私達が家を留守にすると『H』は寝ています。私達が家に帰ってくると『H』は眠そうな顔をしながら耳を横にして尻尾を振りとても喜んでいます。母が家に帰ってくると『H』は母の太ももに顔をうずめながらお腹を出したりしてとても喜んでいました。

当時の私の家族状況は最悪で『H』を迎え入れるべきではなかったと思います。精神の病気を患っていた姉が『H』を買ったにしろ、まともな判断や行動ができていませんでした。また、父親は会社でのストレスは酒を飲んで家の中の物を破壊する家庭内暴力でした。酒を飲めば暴れても許されると思っていたのでしょう。『H』は父親が帰ってきても、眠そうな顔しながら玄関まで行きます。酔った状況の父親は遊び半分なのか『H』にも痛い事をして『H』は「キャン。」と泣いたりしました。翌日素面になった父親に「何やってんねん。」と言っても父親は「覚えていない。」との事。何回か続き、私自身も酔っている父親と衝突する事がありました。

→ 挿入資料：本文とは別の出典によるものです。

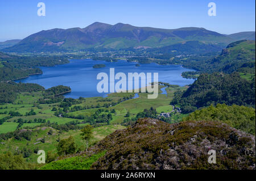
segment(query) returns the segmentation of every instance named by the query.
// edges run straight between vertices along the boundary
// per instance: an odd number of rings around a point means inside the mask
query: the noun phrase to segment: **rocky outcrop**
[[[216,163],[209,163],[209,150]],[[217,121],[141,119],[92,148],[92,169],[255,169],[255,137]]]

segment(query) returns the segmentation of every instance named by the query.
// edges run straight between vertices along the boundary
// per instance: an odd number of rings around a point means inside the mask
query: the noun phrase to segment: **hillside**
[[[246,81],[238,73],[202,74],[185,91],[176,92],[171,104],[180,106],[183,113],[218,103],[255,107],[254,81]]]
[[[211,105],[196,110],[183,120],[218,121],[247,133],[254,135],[255,133],[255,109],[243,106],[218,104],[214,107]]]
[[[255,41],[240,40],[229,44],[221,53],[213,58],[200,61],[189,61],[184,63],[186,67],[192,68],[204,73],[215,71],[231,73],[238,71],[255,74]]]
[[[236,41],[247,40],[255,40],[255,31],[246,31],[226,35]]]
[[[3,42],[0,42],[0,49],[2,49],[4,48],[6,48],[10,47],[12,47],[19,42],[20,42],[21,40],[7,40]]]
[[[210,149],[216,164],[207,162]],[[106,150],[93,169],[255,169],[254,137],[219,122],[141,119],[91,150]]]
[[[77,50],[90,48],[121,49],[138,46],[157,48],[187,41],[226,45],[233,40],[203,28],[167,30],[138,27],[128,24],[96,22],[84,28],[42,31],[5,49],[8,52]]]

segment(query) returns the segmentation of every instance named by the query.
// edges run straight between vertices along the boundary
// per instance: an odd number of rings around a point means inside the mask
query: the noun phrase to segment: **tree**
[[[125,117],[130,117],[130,112],[128,111],[128,112],[126,113],[126,115],[125,116]]]
[[[27,169],[22,155],[14,155],[11,152],[0,154],[0,170]]]
[[[82,132],[81,136],[82,136],[82,138],[86,142],[86,152],[88,149],[88,142],[92,137],[93,129],[93,127],[88,124],[85,126],[84,128],[81,130]]]
[[[57,151],[59,155],[66,155],[76,152],[76,145],[74,138],[69,136],[68,138],[60,141],[57,146]]]
[[[46,163],[49,163],[54,161],[57,157],[57,155],[56,153],[53,153],[52,151],[49,151],[47,152],[46,156]]]

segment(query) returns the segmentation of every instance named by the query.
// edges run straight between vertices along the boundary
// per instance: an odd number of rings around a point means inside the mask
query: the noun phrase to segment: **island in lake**
[[[93,66],[93,68],[94,69],[98,69],[98,68],[103,68],[106,66],[106,65],[105,64],[96,64]]]

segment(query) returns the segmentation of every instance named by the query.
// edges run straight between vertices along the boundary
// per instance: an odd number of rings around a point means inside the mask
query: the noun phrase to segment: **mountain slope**
[[[255,107],[255,79],[247,81],[236,72],[201,74],[184,92],[175,94],[171,104],[181,106],[184,113],[218,103]]]
[[[84,28],[42,31],[5,50],[75,50],[92,48],[120,49],[136,46],[157,48],[187,41],[226,45],[232,40],[225,35],[203,28],[167,30],[137,27],[120,23],[110,25],[96,22]]]
[[[254,137],[216,121],[141,119],[92,149],[107,150],[93,169],[255,169]],[[208,162],[209,150],[216,164]]]
[[[228,37],[234,39],[236,41],[247,40],[255,40],[255,31],[246,31],[241,32],[239,33],[227,35]]]
[[[7,40],[3,42],[0,42],[0,49],[12,47],[20,41],[21,40],[15,39],[15,40]]]

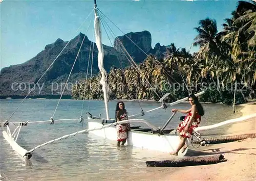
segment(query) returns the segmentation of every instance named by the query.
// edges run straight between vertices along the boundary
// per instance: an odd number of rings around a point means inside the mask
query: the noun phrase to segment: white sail
[[[108,95],[109,95],[109,86],[106,83],[106,72],[104,69],[103,59],[104,58],[104,49],[103,48],[102,43],[101,42],[101,30],[100,28],[100,23],[99,17],[97,13],[97,5],[94,5],[95,19],[94,19],[94,29],[95,34],[95,40],[98,48],[98,66],[101,73],[101,79],[100,83],[102,85],[102,91],[104,94],[104,101],[105,102],[105,108],[106,110],[106,119],[110,119],[109,115],[109,108],[108,106]]]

私は姉の病気の事もあり、母に「ここに『H』をおいていては危険や。」と忠告しました。ちょうどその時、母の友達の娘さんが鳥取に引っ越すと聞いて、母が友達の娘さんに「『H』も連れて行ってくれないか。」と相談したところ、友達の娘さんは快諾してくれました。
『H』を鳥取へ連れて行ってもらい、我が家的には一件落着のような感じでした。『H』と離れ離れになって母は私に泣きながら「寂しい、連れ戻したい。」と訴えてきました。私は「ここにいれば『H』はどうなるか分からない、堪えよう。」と母を説得しました。気丈にふるまっていた私も実は寂しくて仕方ありませんでした。『H』が寝ていた座椅子には『H』の臭いが染みついていました。一人きりになった私はその座椅子に顔をうずめながら匂いを嗅ぎ、寂しくて泣いていました。

後日、『H』をあずけた娘さんより、「離れ離れになった直後の『H』は寂しそうに泣いていたよ。」と言っていました。「けど、鳥取に行ってからは『H』は嬉しそうにしているから。」と報告してくれました。
当時の私の判断は正しかったと思いますが、今思い出すと何とも複雑な気分です。